The most tenured coach at the University of Louisville might not find joining a new athletic conference so special. But for tennis coach Rex Ecarma, the Cardinals’ move is a moment to celebrate.
Ecarma has been at Louisville for 23 seasons, battling the competition in four different conferences, which now becomes five as the Cardinals officially join the Atlantic Coast Conference. The long journey to big-time status is complete.
Ecarma’s experience at Louisville reflects the evolution — some might say turmoil — in college sports over the past two decades or more. Gone are tradition-bound leagues that generally defined a region of the country. They’ve been replaced by five so-called power conferences — the Pac-12, Big Ten, Big 12, Southeastern Conference and ACC.
Twelve teams have adopted new conference affiliations this summer. As Louisville moves to the ACC, the Big Ten adds Maryland and Rutgers. East Carolina, Tulane and Tulsa are new members of the American Athletic Conference. Western Kentucky and Old Dominion go to Conference USA. Appalachian State, Georgia Southern, Idaho and New Mexico State join the Sun Belt Conference.
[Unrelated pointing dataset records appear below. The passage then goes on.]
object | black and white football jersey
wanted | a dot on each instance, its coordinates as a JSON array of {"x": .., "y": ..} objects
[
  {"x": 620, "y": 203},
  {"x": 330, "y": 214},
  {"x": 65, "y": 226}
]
Regional affinity has been tossed aside in favor of a new identity that favors large television markets that fuel athletic departments with untold amounts of cash. For instance, Maryland stands to rake in an extra $100 million over the next five years from the Big Ten’s lucrative network contract.
Here’s one indicator of how fast things have changed: The venerable Big Ten conference now has 14 teams, but the same name.
The whirlwind of conference expansion will likely never end, but there’s sure to be a pause in the frenetic growth of recent years. Today’s league members are locked into long-term television packages, which contain prohibitive financial consequences for those wanting out. Checkmate.
In years to come the Big 12 seems to be the only major conference ripe for growth. The great league from the heartland now has 10 teams. There are open spots but not an openness by the league to consider expansion — at least for now.